Ophélia, 97 ans, et Pierre, 101 ans, racontent leurs souvenirs de la Libération de Nice le 28 août 1944

Nice : Souvenirs de la Libération par Ophélia et Pierre Gallo

Le 28 août 1944, Nice a connu un tournant décisif avec sa libération. Ophélia Perini, âgée de 15 ans à l’époque, et Pierre Gallo, alors âgé de 19 ans, se remémorent cet événement marquant dans leur maison de Nice-Nord. « Nice s’est libérée toute seule ! C’est le Conseil national de la Résistance qui a décidé de l’insurrection. Les Américains sont arrivés trois jours après », affirment-ils.

Pierre Gallo décrit son engagement dans la résistance : « À cette époque, j’étais étudiant en commerce et je travaillais à l’usine à gaz. Un syndicat de travailleurs a décrété une grève une semaine avant la libération de Paris, le 24 août, pour saboter les installations allemandes. » Les Allemands, conscients de leur défaite imminente, étaient déterminés à causer des destructions avant de quitter la ville.

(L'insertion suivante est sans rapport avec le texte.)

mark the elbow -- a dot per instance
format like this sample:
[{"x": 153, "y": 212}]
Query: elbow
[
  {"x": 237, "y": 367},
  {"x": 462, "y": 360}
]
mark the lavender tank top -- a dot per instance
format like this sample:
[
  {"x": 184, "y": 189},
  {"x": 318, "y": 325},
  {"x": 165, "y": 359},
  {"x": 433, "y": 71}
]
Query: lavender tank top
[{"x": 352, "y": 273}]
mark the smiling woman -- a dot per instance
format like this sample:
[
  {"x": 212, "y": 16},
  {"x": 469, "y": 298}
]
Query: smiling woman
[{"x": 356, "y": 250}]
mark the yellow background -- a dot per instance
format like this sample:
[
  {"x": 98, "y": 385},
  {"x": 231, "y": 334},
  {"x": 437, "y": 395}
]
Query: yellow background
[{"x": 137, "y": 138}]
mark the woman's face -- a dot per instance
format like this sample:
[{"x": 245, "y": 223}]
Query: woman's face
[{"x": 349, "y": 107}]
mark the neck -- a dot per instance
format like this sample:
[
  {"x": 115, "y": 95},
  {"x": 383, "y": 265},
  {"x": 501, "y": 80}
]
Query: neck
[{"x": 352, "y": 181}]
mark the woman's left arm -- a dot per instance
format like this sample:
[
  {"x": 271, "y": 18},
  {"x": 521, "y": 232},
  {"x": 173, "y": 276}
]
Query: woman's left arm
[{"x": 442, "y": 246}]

Ophélia, pour sa part, tenait un journal intime où elle a consigné ses observations. Elle se souvient du 28 août : « Les Forces Françaises de l’Intérieur (FFI) ont commencé à libérer Nice, mais ils manquaient d’armement. La plupart des Allemands se sont rendus ou ont fui. »

Malgré la peur omniprésente, ils se remémorent aussi des moments de légèreté. Pierre raconte une fête clandestine organisée avec des amis, qui s’est terminée par une intervention de la police. « Un de mes amis a même mangé sa carte d’alimentation pour éviter d’être arrêté. »

La libération a également apporté des changements dans leur vie personnelle. Pierre s’est engagé en politique, déclarant : « Je suis fils d’immigrés italiens, et je suis devenu communiste. » Ophélia, fille de parents communistes, a également pris part à l’engagement politique. Ensemble, ils ont eu deux filles et plusieurs petits-enfants.

Ophélia a voulu documenter cette période pour les générations futures, écrivant pour que les enfants sachent comment d’autres ont vécu ces événements. « Nous avons reçu des biscuits et des bonbons d’un soldat américain, un souvenir précieux de cette époque », conclut-elle.

Ces témoignages rappellent l’importance de la mémoire collective et le rôle actif des Niçois durant la Libération.